A lot of people have need of means to manipulate and chart data. Some of them are professionals from various fields, some of them are students, some of them are users of computers who have outgrown the meager capabilities of Excel or OpenOffice's Calc, or simply can't stand the spreadsheet model any longer. R is a good solution to these needs.
Recognize that R is not just a programming language, not in the sense of Python or Ruby or C. It is a universe. In addition to the capability in the base language, the availability of hundreds of sophisticated packages extends its capability to all kinds of terrains, from the traditional and statistical, to GIS, spatial, image-based, and nearly research edges. Mastery of those packages would take a lifetime. There are new ones every month.
But these packages are not what the average user needs or wants. What the average user needs or wants is a gentle introduction, how to install R, how to use it for common things, getting data in and out, some graphs, some basic statistical notions. Alas, until recently, most R books were sophisticated presentations, ones giving terse, in depth illustrations of R's uses for statistics and analysis. It was difficult to find discussions on the core language, and most of those went back to S+, and Chambers. Admittedly, there are detailed discussions of these as PDF documents with installations, but these may not be reachable by the casual user.

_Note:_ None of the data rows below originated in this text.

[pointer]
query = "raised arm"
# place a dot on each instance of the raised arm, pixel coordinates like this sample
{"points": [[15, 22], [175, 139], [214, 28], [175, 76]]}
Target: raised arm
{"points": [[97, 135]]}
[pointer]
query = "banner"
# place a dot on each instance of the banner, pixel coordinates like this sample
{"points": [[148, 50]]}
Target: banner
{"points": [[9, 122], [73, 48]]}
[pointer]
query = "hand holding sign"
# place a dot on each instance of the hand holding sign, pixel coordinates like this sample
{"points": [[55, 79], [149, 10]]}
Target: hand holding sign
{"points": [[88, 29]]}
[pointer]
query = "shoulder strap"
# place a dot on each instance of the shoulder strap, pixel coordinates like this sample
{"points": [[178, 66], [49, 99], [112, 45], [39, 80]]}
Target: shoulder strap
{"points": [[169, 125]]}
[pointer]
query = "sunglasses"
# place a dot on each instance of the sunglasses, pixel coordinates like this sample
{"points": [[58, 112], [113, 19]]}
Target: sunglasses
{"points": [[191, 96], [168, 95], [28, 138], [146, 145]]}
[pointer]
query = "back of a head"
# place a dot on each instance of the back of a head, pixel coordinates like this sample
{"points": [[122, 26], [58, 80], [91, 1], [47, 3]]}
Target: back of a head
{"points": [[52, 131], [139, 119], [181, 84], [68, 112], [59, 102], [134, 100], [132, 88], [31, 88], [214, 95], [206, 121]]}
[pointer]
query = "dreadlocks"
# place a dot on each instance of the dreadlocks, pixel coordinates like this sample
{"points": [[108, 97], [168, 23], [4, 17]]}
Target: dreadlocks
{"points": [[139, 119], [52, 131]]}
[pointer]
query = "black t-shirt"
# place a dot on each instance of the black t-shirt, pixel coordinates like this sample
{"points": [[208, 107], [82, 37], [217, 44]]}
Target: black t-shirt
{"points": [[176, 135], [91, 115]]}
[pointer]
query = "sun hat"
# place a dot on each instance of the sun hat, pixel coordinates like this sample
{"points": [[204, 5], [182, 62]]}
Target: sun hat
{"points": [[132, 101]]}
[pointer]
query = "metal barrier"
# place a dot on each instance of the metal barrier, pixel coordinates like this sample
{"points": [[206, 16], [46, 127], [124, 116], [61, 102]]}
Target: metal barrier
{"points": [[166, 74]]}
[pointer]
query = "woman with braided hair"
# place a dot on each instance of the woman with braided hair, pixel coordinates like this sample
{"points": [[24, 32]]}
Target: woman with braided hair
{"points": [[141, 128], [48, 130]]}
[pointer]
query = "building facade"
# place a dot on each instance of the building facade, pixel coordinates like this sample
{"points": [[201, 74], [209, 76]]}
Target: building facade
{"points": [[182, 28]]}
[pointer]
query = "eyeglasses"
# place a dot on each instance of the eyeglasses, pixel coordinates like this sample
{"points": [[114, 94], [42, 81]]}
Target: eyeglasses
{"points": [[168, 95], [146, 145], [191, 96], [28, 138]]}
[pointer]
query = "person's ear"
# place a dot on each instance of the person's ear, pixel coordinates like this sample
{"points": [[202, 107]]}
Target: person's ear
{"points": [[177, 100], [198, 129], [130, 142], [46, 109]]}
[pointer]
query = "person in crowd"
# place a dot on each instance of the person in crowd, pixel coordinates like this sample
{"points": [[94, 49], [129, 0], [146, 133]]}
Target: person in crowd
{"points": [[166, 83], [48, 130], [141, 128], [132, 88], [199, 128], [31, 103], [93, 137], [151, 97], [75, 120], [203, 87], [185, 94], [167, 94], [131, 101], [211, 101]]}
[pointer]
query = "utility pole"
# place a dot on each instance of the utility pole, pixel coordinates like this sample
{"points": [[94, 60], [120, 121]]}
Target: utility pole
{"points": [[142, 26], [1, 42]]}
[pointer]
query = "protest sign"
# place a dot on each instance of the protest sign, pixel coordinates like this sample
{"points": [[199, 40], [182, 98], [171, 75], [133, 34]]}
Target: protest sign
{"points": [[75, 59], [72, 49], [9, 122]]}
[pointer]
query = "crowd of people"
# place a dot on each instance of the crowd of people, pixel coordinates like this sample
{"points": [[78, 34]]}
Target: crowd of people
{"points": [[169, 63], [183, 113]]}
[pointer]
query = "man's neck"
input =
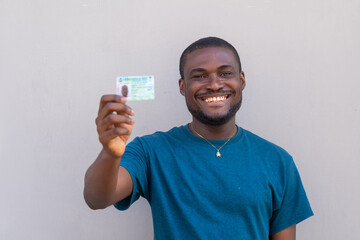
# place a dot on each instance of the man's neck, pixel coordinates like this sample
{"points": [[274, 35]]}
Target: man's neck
{"points": [[219, 132]]}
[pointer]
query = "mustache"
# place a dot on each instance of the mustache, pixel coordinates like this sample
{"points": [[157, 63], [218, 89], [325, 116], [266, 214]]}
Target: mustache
{"points": [[211, 93]]}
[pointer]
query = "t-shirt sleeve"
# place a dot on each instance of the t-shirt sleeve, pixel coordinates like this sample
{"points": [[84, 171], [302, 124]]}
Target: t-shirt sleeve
{"points": [[135, 161], [294, 206]]}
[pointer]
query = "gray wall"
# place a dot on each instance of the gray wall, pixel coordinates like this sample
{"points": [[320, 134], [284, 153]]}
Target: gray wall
{"points": [[301, 60]]}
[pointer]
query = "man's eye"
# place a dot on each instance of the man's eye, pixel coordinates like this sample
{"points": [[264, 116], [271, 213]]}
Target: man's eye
{"points": [[201, 76], [226, 74]]}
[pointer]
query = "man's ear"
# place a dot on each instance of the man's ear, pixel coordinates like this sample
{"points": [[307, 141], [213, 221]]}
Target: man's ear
{"points": [[242, 79], [181, 86]]}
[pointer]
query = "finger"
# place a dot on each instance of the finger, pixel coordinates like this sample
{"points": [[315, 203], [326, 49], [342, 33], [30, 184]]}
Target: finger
{"points": [[111, 98], [111, 107], [110, 134], [113, 120]]}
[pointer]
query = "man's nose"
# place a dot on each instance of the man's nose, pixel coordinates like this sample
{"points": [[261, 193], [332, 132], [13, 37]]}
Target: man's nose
{"points": [[215, 82]]}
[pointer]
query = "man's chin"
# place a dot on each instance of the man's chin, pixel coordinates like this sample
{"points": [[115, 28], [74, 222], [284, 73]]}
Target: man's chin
{"points": [[212, 120]]}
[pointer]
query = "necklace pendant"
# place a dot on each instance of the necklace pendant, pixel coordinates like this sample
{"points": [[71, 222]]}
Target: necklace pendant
{"points": [[218, 154]]}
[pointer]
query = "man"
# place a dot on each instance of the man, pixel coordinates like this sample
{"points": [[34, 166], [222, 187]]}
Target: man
{"points": [[209, 179]]}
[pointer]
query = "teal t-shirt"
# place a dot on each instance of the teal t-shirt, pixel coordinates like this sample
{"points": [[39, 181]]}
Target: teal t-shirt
{"points": [[251, 192]]}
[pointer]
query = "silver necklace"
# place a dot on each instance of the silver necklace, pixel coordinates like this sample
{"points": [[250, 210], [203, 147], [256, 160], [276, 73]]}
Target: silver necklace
{"points": [[218, 154]]}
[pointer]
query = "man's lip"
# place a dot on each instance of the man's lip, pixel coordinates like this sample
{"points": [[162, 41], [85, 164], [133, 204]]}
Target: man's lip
{"points": [[214, 94]]}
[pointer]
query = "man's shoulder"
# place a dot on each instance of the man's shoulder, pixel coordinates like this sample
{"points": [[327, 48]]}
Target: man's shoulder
{"points": [[262, 144], [175, 132]]}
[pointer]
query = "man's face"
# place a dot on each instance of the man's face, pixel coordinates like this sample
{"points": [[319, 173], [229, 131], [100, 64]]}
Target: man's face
{"points": [[212, 85]]}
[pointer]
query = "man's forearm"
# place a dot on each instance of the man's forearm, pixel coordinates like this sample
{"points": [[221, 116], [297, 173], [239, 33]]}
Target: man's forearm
{"points": [[101, 181]]}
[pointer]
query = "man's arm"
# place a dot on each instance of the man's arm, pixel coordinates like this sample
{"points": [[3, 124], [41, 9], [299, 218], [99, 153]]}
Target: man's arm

Fortunately, today we have at one end of the beginners' path, the Venables and Smith AN INTRODUCTION TO R. That text is also available online, and was part of some installations of R, at least on Windows. At the other end of the beginners' path is Rizzo's STATISTICAL COMPUTING WITH R, a book on introductory statistics using R for illustration. And, in the middle of the path, there's this text, Braun and Murdoch's A FIRST COURSE. It's fine. It won't let you down. You won't learn how to do projection pursuit regression with R from it. But, then, many people don't need that.